Re: [PATCH] blk-mq: fix lockdep warning in __blk_mq_update_nr_hw_queues

[Date Prev][Date Next][Thread Prev][Thread Next][Date Index][Thread Index]

 



Hi,

在 2025/08/15 15:56, Ming Lei 写道:
Commit 5989bfe6ac6b ("block: restore two stage elevator switch while
running nr_hw_queue update") reintroduced a lockdep warning by calling
blk_mq_freeze_queue_nomemsave() before switching the I/O scheduler.

The function blk_mq_elv_switch_none() calls elevator_change_done().
Running this while the queue is frozen causes a lockdep warning.

Fix this by reordering the operations: first, switch the I/O scheduler
to 'none', and then freeze the queue. This ensures that elevator_change_done()
is not called on an already frozen queue.
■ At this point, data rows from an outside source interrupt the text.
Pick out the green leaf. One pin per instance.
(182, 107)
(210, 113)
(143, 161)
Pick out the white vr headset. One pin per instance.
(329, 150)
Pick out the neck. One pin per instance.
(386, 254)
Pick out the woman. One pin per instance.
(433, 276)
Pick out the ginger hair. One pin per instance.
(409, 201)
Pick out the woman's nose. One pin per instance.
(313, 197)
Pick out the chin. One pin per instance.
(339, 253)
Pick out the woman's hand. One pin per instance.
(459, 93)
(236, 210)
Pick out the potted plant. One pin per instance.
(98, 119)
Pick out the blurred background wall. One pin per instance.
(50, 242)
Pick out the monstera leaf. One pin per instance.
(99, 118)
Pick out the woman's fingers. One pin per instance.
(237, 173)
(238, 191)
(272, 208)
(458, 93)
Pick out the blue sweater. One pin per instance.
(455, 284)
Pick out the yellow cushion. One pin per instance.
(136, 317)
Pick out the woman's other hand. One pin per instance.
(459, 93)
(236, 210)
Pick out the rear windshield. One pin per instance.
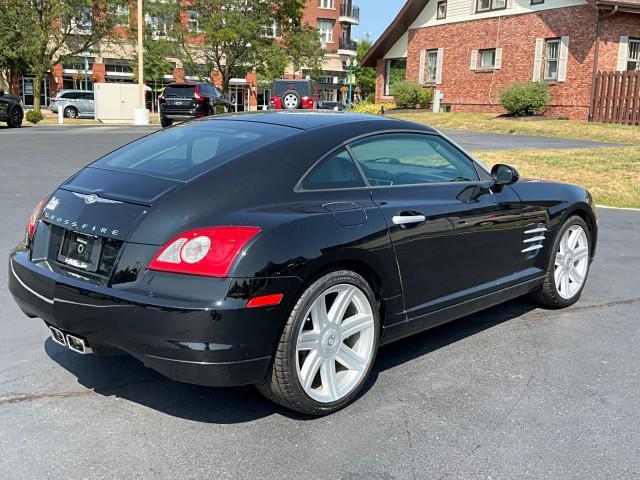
(181, 153)
(303, 88)
(179, 91)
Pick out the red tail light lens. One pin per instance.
(35, 216)
(208, 252)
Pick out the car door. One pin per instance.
(455, 233)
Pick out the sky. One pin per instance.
(375, 17)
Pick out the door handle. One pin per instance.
(408, 219)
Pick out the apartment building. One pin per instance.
(471, 49)
(114, 61)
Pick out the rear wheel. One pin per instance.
(568, 267)
(327, 348)
(71, 112)
(15, 118)
(291, 100)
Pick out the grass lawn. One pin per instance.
(486, 122)
(612, 175)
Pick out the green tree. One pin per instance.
(234, 36)
(365, 76)
(56, 30)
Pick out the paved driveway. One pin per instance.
(513, 392)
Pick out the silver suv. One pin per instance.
(74, 103)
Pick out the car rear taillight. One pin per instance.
(208, 252)
(35, 216)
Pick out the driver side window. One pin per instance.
(412, 159)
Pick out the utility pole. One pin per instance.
(140, 114)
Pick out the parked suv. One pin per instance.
(182, 101)
(74, 103)
(293, 94)
(11, 110)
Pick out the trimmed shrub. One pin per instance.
(523, 99)
(426, 98)
(370, 108)
(406, 94)
(33, 117)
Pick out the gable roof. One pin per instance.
(398, 27)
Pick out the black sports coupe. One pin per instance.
(283, 248)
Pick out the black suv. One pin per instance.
(11, 110)
(183, 101)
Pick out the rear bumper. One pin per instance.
(221, 343)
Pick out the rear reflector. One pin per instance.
(265, 300)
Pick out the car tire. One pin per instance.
(70, 112)
(291, 100)
(15, 118)
(294, 361)
(568, 267)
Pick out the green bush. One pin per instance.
(522, 99)
(407, 94)
(426, 98)
(33, 117)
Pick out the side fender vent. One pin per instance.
(534, 237)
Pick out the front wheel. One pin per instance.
(327, 348)
(568, 267)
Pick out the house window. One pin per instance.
(432, 66)
(194, 26)
(633, 59)
(395, 71)
(488, 5)
(551, 59)
(488, 58)
(325, 27)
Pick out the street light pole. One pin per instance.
(140, 114)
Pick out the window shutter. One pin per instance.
(537, 60)
(498, 64)
(439, 65)
(564, 59)
(623, 54)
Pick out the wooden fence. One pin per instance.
(617, 98)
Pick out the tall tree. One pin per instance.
(365, 76)
(59, 29)
(233, 36)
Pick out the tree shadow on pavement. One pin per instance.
(127, 378)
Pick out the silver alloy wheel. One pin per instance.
(290, 101)
(335, 343)
(572, 262)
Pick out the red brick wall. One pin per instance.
(467, 90)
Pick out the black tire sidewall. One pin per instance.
(298, 99)
(556, 299)
(298, 316)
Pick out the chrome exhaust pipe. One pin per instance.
(57, 336)
(78, 345)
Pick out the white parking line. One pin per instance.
(619, 208)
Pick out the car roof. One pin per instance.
(313, 119)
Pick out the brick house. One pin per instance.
(471, 49)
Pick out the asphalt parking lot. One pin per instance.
(513, 392)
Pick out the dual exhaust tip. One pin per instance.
(77, 344)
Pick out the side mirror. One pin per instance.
(504, 174)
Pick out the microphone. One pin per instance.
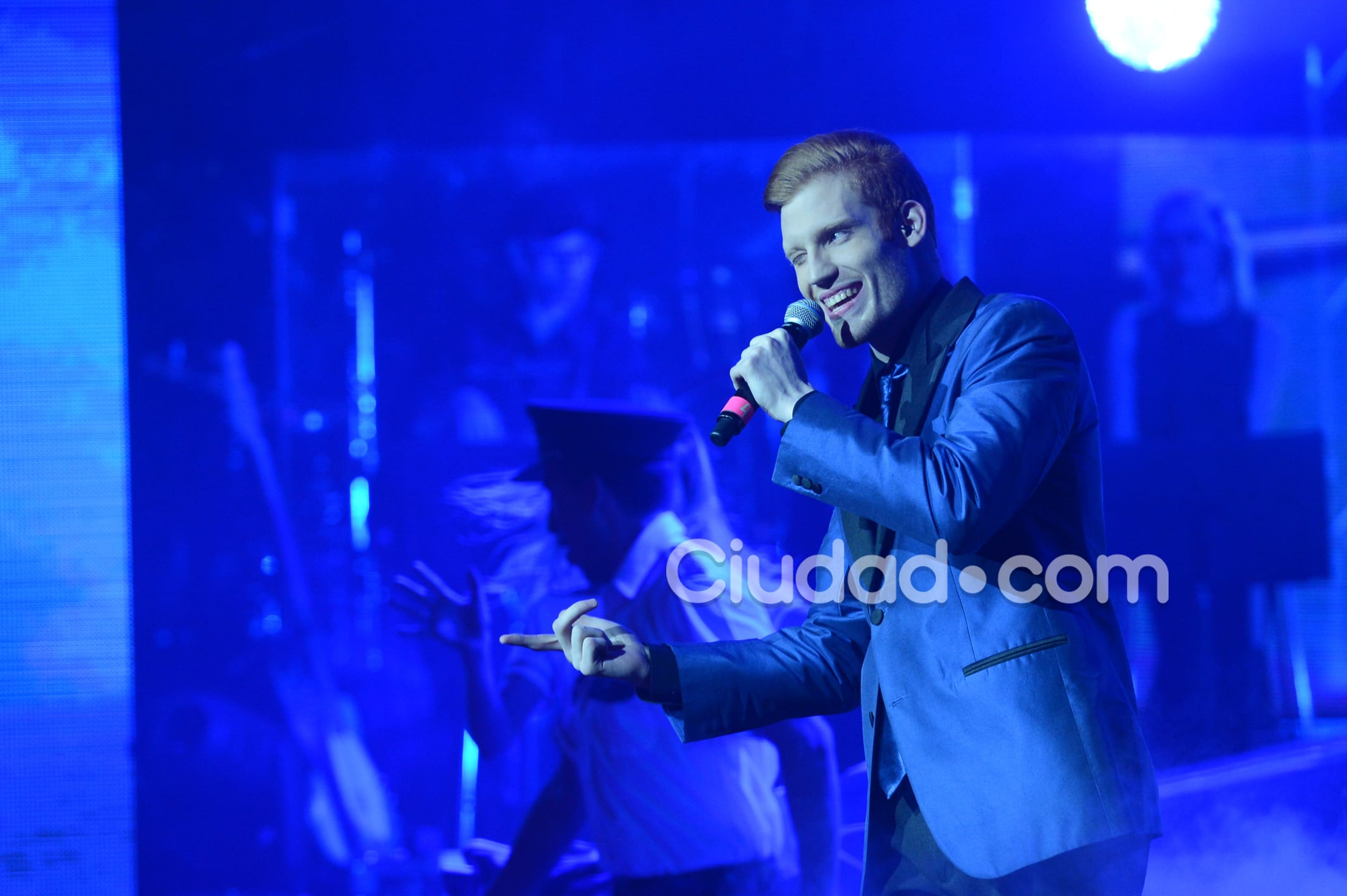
(803, 321)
And this way is safe because
elevator_set_none() does freeze queue before switching to none.

Also we still have to rely on blk_mq_elv_switch_back() for switching
back, and it has to cover unfrozen queue case.

Cc: Nilay Shroff <nilay@xxxxxxxxxxxxx>
Cc: Yu Kuai <yukuai3@xxxxxxxxxx>
Fixes: 5989bfe6ac6b ("block: restore two stage elevator switch while running nr_hw_queue update")
Signed-off-by: Ming Lei <ming.lei@xxxxxxxxxx>
---
  block/blk-mq.c   | 13 +++++++------
  block/blk.h      |  2 +-
  block/elevator.c | 12 +++++++++---
  3 files changed, 17 insertions(+), 10 deletions(-)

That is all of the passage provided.